In order to confirm that miR-124 directly targets SphK1, luciferase assay was performed. SKOV3-ip and HO8910pm cells were transfected with wild-type full length 3’-UTR of Sphk1 which was cloned into the psiCHECK™2 Vector as a control and mutant vector contained 4 mutated bases on only one biding site on SphK1-3’-UTR (Figure 2E and Additional file 2D upper panel), as well as miR-124 or NC. Overexpression of miR-124 significantly suppressed the luciferase activity of reporter genes containing 3’UTR of SphK1 compared with controls but partially rescued when the binding site was mutated (Figure 2F and Additional file 2D lower panel). The results are consistent with previous research [23], indicating that SphK1 is a predicted target of miR-124, and the inhibitory effect of miR-124 is due to direct interaction with the putative binding site of the 3’-UTR of SphK1.

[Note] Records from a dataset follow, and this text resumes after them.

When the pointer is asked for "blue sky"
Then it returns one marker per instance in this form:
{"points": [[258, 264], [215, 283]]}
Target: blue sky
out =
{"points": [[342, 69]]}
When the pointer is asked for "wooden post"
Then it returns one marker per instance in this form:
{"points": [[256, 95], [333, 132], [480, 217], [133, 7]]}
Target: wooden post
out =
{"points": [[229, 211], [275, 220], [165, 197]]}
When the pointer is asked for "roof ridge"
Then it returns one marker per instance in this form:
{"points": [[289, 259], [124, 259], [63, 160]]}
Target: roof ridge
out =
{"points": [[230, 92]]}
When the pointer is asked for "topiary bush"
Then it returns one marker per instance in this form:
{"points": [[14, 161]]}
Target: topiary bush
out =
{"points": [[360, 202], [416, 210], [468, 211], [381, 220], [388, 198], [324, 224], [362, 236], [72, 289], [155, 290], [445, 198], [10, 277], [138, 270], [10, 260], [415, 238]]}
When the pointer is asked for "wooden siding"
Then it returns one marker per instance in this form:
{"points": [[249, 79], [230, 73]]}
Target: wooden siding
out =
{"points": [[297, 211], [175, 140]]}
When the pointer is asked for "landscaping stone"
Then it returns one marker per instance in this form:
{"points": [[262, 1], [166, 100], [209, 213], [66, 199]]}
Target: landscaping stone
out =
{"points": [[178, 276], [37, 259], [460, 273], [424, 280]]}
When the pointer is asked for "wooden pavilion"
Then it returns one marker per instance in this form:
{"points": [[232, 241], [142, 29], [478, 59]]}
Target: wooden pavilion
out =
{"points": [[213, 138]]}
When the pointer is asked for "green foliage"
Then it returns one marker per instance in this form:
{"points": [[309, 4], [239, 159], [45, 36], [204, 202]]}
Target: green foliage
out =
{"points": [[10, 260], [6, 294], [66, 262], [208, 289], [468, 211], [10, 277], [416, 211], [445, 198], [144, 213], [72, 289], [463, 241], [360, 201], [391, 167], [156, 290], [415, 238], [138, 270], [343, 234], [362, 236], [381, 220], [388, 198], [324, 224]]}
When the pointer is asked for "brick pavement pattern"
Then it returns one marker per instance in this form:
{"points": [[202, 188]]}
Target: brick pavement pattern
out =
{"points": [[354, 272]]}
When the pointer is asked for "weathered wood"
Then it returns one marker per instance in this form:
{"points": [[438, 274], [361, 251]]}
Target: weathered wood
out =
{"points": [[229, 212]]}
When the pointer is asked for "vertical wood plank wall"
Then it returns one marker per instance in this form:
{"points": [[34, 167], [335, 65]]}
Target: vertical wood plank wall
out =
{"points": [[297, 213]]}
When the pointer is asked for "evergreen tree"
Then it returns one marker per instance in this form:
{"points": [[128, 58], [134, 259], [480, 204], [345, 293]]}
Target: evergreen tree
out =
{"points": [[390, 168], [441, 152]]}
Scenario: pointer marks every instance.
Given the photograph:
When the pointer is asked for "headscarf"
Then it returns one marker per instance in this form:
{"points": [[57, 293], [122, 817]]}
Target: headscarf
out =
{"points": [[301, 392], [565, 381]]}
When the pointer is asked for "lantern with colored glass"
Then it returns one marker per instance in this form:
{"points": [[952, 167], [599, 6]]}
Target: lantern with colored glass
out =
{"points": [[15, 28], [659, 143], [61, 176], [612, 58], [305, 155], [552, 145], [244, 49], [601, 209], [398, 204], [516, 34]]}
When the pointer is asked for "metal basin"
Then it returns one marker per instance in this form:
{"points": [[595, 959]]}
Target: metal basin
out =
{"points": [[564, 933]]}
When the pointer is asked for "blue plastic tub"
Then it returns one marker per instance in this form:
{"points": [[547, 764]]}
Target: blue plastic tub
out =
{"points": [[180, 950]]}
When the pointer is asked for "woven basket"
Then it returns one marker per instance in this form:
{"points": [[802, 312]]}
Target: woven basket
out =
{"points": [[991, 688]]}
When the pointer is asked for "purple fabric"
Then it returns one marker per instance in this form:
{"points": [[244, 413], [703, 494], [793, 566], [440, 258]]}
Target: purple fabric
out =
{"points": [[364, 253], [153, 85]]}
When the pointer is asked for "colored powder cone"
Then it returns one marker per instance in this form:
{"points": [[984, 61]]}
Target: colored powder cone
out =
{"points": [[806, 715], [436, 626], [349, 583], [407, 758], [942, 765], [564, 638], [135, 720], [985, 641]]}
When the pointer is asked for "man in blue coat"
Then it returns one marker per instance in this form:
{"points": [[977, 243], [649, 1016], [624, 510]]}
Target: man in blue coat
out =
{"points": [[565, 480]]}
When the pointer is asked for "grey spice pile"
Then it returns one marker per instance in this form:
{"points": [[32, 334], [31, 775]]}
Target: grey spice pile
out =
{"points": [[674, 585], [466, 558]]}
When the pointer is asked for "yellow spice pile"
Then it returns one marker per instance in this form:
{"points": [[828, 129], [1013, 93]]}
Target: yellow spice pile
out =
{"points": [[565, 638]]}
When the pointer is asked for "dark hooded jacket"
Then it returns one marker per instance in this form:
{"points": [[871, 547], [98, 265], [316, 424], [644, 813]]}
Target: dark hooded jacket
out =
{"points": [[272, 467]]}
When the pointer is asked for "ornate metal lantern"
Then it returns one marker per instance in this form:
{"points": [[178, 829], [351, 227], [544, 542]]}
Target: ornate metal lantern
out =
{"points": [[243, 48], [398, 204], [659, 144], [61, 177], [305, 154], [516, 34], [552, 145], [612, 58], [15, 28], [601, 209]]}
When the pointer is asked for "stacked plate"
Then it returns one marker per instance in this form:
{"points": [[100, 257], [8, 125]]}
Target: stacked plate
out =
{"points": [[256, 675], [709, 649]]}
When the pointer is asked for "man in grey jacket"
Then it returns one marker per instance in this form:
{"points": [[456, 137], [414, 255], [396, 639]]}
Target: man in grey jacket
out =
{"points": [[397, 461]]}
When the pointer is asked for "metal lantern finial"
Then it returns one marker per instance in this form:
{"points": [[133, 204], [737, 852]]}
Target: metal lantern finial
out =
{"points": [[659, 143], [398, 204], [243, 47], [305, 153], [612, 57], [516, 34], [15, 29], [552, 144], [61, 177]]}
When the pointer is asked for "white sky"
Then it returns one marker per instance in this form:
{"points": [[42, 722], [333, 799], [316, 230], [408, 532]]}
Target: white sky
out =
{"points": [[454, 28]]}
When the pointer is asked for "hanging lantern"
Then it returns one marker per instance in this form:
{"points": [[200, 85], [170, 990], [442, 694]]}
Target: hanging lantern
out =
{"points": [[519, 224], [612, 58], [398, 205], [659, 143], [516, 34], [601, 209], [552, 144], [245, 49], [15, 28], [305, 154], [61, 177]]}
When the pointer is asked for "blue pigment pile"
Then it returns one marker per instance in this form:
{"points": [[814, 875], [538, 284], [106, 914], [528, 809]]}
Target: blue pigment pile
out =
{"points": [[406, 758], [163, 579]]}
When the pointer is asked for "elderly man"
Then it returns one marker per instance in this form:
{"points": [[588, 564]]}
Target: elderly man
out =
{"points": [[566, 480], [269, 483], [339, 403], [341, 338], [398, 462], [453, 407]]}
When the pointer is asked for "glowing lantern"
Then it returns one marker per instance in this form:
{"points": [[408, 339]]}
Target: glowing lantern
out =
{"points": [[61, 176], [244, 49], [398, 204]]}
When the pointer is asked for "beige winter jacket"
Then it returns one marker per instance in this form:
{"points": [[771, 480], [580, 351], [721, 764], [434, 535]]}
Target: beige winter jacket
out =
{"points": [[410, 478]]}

To investigate whether MiR-124 has its inhibitory effect on migration and invasion of ovarian cancer through its target gene SphK1, we next determined to silence SphK1 and evaluated its expression by western blot in SKOV3-ip and HO8910pm cells. The silencing of SphK1 was confirmed by western blot (Figure 3A). In addition, knock-down of SphK1 did not affect the proliferation rate of SKOV3-ip and HO8910pm cells transfected with siRNA against SphK1 (Additional file 5A, B). Subsequently, we assayed migration and invasion ability of these two cells transfected with pooled siRNA fragments, migration and invasion were suppressed (Figure 3B, C and D). These results suggest that SphK1 participates in the motility of ovarian cancer cells.

In order to investigate the contribution of SphK1 to cellular migration and invasion, we ectopically expressed SphK1 together with miR-124 in SKOV3-ip cells to evaluate whether this may overcome the suppressive effect of miR-124 on cell migration and invasion. The SKOV3-ip cells were co-transfected with NC or miR-124 together with pCDNA3.1 (−)-vector or pCDNA3.1 (−)-SphK1 for 48 h. The expression of SphK1 recovered after SphK1 transfection (Figure 4A). Migration and invasion assays showed that enforced expression of SphK1 reversed miR-124-induced inhibition of migration and invasion (Figure 4B, C). Collectively, our results indicate that miR-124 participates in SphK1-mediated migration and invasion of EOC cells, suggesting that SphK1 is a functional mediator of miR-124 in EOC metastasis.